By Jim Dondero | July 27, 2015
- Chinese markets continued to dominate the news last week, as well as drive markets globally. While it remains to be seen whether the government’s actions will be able to stabilize their market, US Treasuries may well benefit from the volatility and a 2.50% yield on the 10-yr US Treasury may prove to be fleeting.
- US equities, however, felt the aftershocks from Shanghai with upbeat domestic earnings reports offering little in the way of support. Even positive outliers such as GOOG and AMZN were not enough to keep their respective market sectors out of the red for the week as stocks were led by asset-backed sectors to the bottom of their recent trading range.
- In addition to China, deflationary concerns also continued to weigh heavily on the minds of investors. Technically speaking this is well founded, as all commodity subsectors remain in long term downtrends and the US dollar appears poised to reassert its uptrend.
- Finally, regarding the overseas markets, it remains a mixed bag within the BRICs. India has been able to hold support while both Brazil and Russia are clearly in downtrends.

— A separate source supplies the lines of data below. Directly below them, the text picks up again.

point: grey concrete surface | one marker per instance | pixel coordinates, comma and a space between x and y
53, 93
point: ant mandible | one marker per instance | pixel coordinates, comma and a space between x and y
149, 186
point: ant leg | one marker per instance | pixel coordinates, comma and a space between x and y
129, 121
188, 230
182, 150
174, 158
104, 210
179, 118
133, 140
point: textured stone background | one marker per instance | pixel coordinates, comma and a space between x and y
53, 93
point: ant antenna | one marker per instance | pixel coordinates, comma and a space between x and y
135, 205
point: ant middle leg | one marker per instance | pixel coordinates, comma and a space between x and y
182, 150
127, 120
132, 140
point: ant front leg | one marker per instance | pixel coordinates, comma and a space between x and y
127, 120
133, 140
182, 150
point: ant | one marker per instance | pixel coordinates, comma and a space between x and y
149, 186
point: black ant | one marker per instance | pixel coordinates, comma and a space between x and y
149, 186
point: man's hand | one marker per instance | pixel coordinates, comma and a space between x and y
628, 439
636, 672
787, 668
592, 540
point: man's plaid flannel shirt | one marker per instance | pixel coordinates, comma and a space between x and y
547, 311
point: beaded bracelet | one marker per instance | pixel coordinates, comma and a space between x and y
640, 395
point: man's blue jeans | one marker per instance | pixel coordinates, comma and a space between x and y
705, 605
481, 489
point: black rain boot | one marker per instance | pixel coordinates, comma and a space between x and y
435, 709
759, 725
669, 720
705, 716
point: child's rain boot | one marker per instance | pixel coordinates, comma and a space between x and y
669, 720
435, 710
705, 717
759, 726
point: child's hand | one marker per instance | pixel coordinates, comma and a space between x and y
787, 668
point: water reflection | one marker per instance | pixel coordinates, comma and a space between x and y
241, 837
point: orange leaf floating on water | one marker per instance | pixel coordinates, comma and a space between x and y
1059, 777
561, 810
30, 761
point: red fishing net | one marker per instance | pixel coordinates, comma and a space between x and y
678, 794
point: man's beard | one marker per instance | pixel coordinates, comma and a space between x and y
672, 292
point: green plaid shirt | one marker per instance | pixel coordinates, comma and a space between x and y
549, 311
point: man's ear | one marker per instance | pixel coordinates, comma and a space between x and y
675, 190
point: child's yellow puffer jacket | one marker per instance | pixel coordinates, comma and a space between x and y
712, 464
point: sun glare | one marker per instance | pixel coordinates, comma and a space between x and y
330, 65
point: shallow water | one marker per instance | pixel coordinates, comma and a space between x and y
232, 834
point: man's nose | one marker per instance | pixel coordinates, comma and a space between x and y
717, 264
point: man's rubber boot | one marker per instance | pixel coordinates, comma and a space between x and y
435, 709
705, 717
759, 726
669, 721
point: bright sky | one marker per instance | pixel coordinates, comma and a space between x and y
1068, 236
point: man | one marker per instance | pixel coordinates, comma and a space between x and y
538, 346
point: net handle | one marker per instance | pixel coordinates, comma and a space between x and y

Developed markets are in far better shape, and we believe both the DAX and Nikkei could be positioned for a possible buying opportunity.
The views and opinions expressed are for informational purposes only and are subject to change at any time. This material is not a recommendation, offer or solicitation to buy or sell any securities or engage in any particular investment strategy and should not be considered specific legal, investment or tax advice. There is no guarantee that any of the forecasts will come to pass. Past performance is no guarantee of future results.